Infertility does not define me.  Infertility does not lessen me as a woman.  I am a stronger woman than I was because of this battle.  And I will use every last drop of my weakness for the glory of Jesus.  ”His grace is sufficient for me, for His power is made perfect in weakness” (2 Corinthians 12:8).  I am a weak vessel for His perfect power.  ”Therefore I will boast all the more gladly about my weaknesses, so that Christ’s power may rest on me” (2 Corinthians 12:9-10).

Only Jesus could redeem me from my life on the couch.

Only Jesus could restore me from a life almost erased.

Only Jesus could reveal His majesty through my ashes.

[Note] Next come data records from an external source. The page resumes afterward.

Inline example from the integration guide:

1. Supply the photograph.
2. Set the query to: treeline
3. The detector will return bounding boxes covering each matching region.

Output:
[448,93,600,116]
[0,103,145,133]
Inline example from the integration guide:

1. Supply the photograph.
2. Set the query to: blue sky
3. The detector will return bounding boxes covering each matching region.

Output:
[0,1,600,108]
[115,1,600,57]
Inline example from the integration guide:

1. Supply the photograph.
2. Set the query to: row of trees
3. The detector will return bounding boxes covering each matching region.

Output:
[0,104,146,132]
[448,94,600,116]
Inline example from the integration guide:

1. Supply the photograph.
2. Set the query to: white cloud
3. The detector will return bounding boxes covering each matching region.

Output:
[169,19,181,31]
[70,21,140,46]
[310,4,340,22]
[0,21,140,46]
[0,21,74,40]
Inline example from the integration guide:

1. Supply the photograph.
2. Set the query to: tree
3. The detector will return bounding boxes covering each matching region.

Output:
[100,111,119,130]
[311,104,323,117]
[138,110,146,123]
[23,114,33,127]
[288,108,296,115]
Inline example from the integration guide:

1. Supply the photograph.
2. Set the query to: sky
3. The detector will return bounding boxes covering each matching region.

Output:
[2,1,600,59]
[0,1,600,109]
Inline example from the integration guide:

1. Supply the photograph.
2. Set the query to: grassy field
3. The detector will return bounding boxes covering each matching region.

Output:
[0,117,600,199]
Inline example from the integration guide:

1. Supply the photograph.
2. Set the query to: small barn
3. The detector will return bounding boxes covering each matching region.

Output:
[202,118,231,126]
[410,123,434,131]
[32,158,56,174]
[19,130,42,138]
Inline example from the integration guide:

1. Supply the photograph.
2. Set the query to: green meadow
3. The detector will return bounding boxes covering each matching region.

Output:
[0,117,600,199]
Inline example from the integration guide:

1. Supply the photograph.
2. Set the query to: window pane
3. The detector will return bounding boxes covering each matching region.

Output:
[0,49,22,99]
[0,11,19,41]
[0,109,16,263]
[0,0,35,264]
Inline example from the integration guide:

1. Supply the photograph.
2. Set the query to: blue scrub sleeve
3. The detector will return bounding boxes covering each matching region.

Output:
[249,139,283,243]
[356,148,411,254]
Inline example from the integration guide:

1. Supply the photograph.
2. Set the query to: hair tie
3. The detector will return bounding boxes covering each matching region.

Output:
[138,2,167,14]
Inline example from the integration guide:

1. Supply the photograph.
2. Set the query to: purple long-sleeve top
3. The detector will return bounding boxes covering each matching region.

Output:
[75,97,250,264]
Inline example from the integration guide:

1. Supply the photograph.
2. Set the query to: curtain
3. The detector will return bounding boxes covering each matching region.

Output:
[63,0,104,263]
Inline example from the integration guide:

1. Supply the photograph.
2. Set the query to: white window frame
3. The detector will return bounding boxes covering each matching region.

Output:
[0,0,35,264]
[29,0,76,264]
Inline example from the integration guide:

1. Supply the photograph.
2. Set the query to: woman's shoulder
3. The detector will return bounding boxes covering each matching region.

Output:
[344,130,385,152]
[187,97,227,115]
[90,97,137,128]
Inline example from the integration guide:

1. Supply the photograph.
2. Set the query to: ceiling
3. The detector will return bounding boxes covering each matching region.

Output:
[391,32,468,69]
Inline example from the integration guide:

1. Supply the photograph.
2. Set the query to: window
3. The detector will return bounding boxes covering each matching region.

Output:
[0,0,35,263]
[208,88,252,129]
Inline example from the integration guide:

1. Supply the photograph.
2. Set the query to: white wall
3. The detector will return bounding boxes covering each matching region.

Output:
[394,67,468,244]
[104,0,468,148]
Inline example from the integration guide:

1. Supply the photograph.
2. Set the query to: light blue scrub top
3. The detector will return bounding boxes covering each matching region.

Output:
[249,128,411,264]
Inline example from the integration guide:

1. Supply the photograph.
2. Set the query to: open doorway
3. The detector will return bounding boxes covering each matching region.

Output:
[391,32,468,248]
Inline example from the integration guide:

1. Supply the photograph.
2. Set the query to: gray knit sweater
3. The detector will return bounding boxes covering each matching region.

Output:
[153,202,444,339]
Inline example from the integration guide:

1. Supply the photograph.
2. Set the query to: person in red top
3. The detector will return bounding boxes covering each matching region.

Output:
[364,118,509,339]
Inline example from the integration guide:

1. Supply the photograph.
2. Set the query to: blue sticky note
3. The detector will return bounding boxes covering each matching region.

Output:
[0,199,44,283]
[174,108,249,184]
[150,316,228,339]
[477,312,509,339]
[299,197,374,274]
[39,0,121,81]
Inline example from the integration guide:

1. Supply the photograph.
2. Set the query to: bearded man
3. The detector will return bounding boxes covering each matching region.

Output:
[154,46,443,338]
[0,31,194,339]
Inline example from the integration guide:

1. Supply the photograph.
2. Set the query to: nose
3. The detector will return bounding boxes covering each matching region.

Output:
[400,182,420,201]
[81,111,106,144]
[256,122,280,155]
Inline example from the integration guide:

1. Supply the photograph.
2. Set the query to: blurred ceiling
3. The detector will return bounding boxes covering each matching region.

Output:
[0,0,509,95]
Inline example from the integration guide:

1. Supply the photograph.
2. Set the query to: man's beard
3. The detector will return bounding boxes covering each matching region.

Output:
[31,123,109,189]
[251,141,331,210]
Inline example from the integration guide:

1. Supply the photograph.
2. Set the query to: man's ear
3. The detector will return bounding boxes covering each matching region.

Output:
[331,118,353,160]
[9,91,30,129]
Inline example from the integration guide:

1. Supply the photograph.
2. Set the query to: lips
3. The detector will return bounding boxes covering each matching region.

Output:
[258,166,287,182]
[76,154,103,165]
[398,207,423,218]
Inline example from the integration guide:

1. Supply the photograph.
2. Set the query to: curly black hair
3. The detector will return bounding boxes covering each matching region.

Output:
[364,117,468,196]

I love my infertility.  I love my weakness.  Because it’s not the whole story.  ”Being confident of this: that He who began a good work in you will carry it on to completion until the day of Christ Jesus” (Philippians 1:5-7).

Tags:

3 Responses to “Infreakinfertility: Part 3”

  1. Bekah Says:

    Awesome, Melanie. Just awesome. How He has healed, moved, provided, and grown your family HIS WAY. And so beautiful you have both sought Him and followed Him and cried out to Him!! I love reading your blog! I ditto the person who said you should write a book–I was thinking of it just the other day. And then we can share book notes and be on Oprah together. Or actually there is no Oprah anymore is there (I am not a TV person; I have other vices, like books). In actuality, I’ll be watching you on a talk show and still working on my book. Did you hear how Jeff Snapper ran a copy of my honors project across the quad as I waited for the 2nd one to print out? And people brought me food as I lived in the computer lab for 3 days? Yes. I’m slow on the uptake.

  2. Bekah Says:

    Awesome, Melanie. Just awesome. How He has healed, moved, provided, and grown your family HIS WAY. And so beautiful you have both sought Him and followed Him and cried out to Him!! I can’t understand what your experience was like, but I’m closer and I can definitely know what NOT to say. I love reading your blog! I ditto the person who said you should write a book–I was thinking of it just the other day. And then we can share book notes and be on Oprah together. Or actually there is no Oprah anymore is there (I am not a TV person; I have other vices, like books). In actuality, I’ll be watching you on a talk show and still working on my book. Did you hear how Jeff Snapper ran a copy of my honors project across the quad as I waited for the 2nd one to print out? And people brought me food as I lived in the computer lab for 3 days? Yes. I’m slow on the uptake.

  3. GiantMelanie Says:

    Ha, Bekah, I would not know what to write about! I write it all here, so I’m afraid a book would be horribly redundant. Thanks for the encouragement! I really appreciate your words. You said it so perfectly: how He has healed, moved, provided, and grown my family HIS WAY. Yes and yes!!!